Step 2: For the PacBio assembly, HiFi reads were assembled using hifiasm (v0.16.1)24 with the default parameters. The ONT assembly was conducted using NextDenovo (v2.5.0)25 and polished using NextPolish (v1.4.0)47 with parameters of ‘hifi_options = -min_read_len 1k -max_depth 100’ and ‘sgs_options = -max_depth 100 -bwa’. Then we aligned the contigs to the reference genomes of C. annuum chloroplasts (GenBank accession NC_018552.1) and mitochondrial (GenBank accession NC_024624.1) with Minimap2 (v2.24)48. Contigs with at least 50% of their bases covered by chloroplast or mitochondria genome sequences were removed from the assembly.
Step 3: Quickmerge49 was used to joint contigs in the HiFi assembly (as the query) using the contigs from the ONT assembly (as the reference), which created a HiFi and ONT hybrid assembly. As ONT long reads are usually error-prone, thus we aligned the HiFi contigs to the merged assembly, and replaced the ONT originating sequences with corresponding HiFi contigs. After this step, ten nearly complete chromosome-level contigs were obtained, while two contigs corresponding to Chr04 and Chr08 possessed only a single telomere. Then Hi-C sequencing data were used to anchor all contigs via the Juicer (v1.5)50, 3D-DNA (v180419)51 and Juicebox (v1.11.08)26 pipelines. For assembly validation, the contigs were manually checked and orientation tuned, and any misassembly was adjusted within Juicebox26.

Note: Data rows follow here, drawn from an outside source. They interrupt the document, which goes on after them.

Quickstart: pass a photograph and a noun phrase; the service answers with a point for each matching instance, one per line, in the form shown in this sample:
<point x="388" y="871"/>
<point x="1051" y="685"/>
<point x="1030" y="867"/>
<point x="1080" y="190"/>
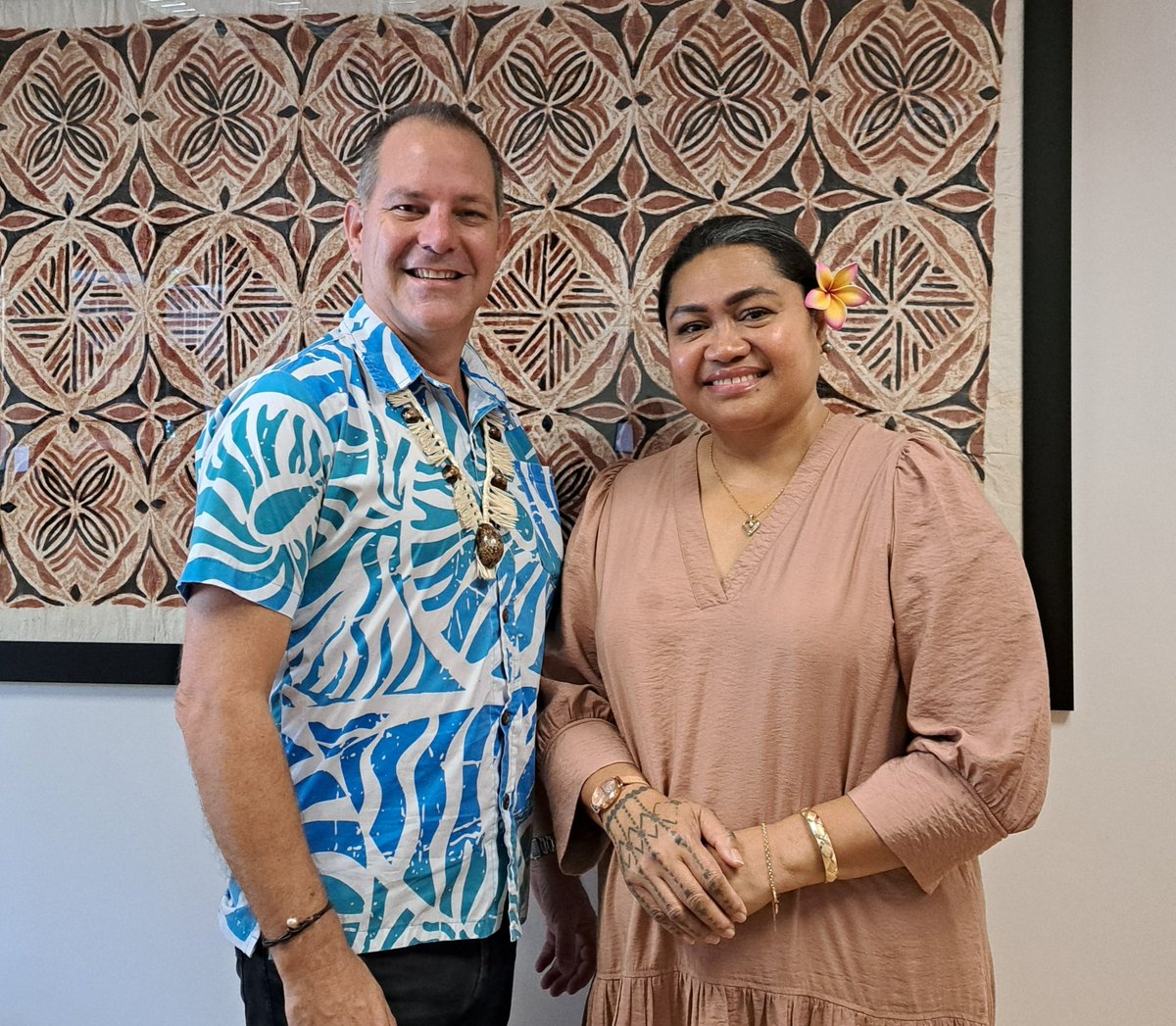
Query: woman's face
<point x="745" y="351"/>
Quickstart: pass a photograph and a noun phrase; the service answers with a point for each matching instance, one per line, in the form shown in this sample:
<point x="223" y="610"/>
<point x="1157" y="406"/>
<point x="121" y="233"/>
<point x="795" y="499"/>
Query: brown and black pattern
<point x="171" y="197"/>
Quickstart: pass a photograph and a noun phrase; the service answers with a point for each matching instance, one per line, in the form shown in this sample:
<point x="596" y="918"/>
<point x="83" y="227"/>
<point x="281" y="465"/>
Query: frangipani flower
<point x="835" y="293"/>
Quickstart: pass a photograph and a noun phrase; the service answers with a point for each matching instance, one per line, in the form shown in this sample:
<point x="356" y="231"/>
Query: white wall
<point x="109" y="880"/>
<point x="1082" y="908"/>
<point x="106" y="871"/>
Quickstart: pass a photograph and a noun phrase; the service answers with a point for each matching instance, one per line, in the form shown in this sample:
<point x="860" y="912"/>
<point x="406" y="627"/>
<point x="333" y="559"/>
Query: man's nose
<point x="438" y="230"/>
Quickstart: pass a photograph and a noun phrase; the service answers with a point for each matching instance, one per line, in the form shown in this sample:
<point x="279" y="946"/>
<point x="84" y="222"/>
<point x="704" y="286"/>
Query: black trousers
<point x="448" y="983"/>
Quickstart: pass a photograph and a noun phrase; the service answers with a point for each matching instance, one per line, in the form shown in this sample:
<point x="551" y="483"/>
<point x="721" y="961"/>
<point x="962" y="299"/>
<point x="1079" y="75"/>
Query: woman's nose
<point x="726" y="341"/>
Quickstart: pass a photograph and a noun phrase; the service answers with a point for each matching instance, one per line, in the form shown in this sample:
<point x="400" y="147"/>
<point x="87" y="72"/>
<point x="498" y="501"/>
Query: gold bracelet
<point x="828" y="855"/>
<point x="771" y="879"/>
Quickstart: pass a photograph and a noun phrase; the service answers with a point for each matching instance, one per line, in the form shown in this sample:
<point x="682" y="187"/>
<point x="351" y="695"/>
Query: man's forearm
<point x="247" y="797"/>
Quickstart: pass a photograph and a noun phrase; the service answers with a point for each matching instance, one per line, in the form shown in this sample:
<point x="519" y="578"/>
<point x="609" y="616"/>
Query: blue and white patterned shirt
<point x="407" y="698"/>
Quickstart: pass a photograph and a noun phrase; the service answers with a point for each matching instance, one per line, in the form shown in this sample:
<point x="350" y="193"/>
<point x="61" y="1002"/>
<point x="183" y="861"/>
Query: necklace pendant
<point x="488" y="545"/>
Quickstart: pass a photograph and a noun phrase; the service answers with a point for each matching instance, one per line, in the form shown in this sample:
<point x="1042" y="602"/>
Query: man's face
<point x="429" y="239"/>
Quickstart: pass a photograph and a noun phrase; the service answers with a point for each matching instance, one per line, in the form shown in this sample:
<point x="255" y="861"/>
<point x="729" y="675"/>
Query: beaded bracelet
<point x="828" y="855"/>
<point x="295" y="926"/>
<point x="771" y="879"/>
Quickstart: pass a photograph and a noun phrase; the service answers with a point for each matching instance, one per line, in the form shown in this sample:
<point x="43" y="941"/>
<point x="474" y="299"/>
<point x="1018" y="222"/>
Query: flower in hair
<point x="835" y="293"/>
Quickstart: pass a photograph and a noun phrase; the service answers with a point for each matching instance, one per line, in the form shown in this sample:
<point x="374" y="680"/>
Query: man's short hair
<point x="438" y="113"/>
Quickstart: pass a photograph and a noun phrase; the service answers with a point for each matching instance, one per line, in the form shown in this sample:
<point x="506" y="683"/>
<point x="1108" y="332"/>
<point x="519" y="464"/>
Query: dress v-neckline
<point x="710" y="588"/>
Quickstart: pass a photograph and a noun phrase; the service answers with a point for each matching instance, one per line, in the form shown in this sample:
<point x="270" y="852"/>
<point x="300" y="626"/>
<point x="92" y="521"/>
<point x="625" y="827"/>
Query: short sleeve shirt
<point x="406" y="701"/>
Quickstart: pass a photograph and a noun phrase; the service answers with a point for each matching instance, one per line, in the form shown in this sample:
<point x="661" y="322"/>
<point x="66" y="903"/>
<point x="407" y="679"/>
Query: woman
<point x="798" y="685"/>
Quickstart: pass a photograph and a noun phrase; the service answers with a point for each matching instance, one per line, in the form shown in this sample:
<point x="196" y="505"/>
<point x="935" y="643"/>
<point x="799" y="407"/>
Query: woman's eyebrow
<point x="732" y="300"/>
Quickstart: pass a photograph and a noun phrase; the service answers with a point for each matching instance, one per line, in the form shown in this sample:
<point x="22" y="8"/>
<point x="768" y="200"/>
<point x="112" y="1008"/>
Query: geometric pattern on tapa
<point x="172" y="192"/>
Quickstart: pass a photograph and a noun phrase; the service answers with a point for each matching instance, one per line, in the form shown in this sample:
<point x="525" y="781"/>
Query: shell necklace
<point x="752" y="523"/>
<point x="497" y="514"/>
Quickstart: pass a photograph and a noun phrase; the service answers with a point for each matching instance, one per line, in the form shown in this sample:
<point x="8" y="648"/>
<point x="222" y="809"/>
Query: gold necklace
<point x="497" y="506"/>
<point x="752" y="523"/>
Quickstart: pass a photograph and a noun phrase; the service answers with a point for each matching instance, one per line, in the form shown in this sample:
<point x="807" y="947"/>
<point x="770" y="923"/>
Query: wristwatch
<point x="607" y="792"/>
<point x="541" y="848"/>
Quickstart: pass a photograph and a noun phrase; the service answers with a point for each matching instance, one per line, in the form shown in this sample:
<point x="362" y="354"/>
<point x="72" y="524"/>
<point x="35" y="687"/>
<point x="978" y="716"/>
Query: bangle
<point x="541" y="848"/>
<point x="771" y="879"/>
<point x="828" y="855"/>
<point x="295" y="926"/>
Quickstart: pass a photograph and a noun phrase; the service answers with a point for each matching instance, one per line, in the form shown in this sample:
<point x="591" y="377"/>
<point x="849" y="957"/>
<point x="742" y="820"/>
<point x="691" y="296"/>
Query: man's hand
<point x="327" y="984"/>
<point x="568" y="956"/>
<point x="664" y="849"/>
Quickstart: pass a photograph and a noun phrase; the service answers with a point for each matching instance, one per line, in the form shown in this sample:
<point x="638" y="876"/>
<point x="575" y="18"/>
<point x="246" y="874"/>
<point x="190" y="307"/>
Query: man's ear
<point x="353" y="227"/>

Step 4: The rDNA arrays on the acrocentric Chr08 were long tandem repeats of the 45S unit (18S-5.8S-25S rDNA). To assemble the 45S rDNA arrays, we first estimated the number of rDNA copies. We used Barrnap v0.9 (https://github.com/tseemann/barrnap) to predict the location of rDNA in the HiFi reads and extracted the 45S rDNA-containing HiFi reads. The copy number was estimated to be ~60,000/42 = 1,428 based on the 19-mers of 45S rDNA-containing HiFi reads (>20 kb, 42×depth). Two main types of repeat unit with different length were identified, Type A (8351–8377 bp) and Type B (8498–8506 bp), each accounting for 70% and 30%, respectively, of the total 45 S rDNA arrays. To assemble the rDNA tandem arrays, we utilized the centroFlye HOR pipeline52 as a reference. Due to the high similarities between rDNA units and the error-prone property of ONT long reads, we failed to assemble the NOR regions using ONT data. The 45S rDNA contained ONT long reads were used to extract prefix reads that contained telomeric repeats, internal reads that contained two types of rDNA at both ends and suffix reads that contained non-rDNA sequences. Then we assembled the 45S rDNA containing HiFi reads using hifiasm24 to generate a draft rDNA assembly (78 contigs, N50 of 445.3 kb, and sum of 15.5 Mb). By combining the extracted ONT reads and the assembled HiFi contigs, we identified rare 19-mers and connected the sequences with the same unique 19-mers. We then used Hi-C data to anchor these sequences and filled the gaps by mapping the HiFi reads to the rDNA assembly using Winnowmap2 (v2.03, k = 19, -x asm5)53. We finally obtained 12.66 Mb rDNA arrays with 1,506 rDNA copies, and added this sequence to the contig of Chr08.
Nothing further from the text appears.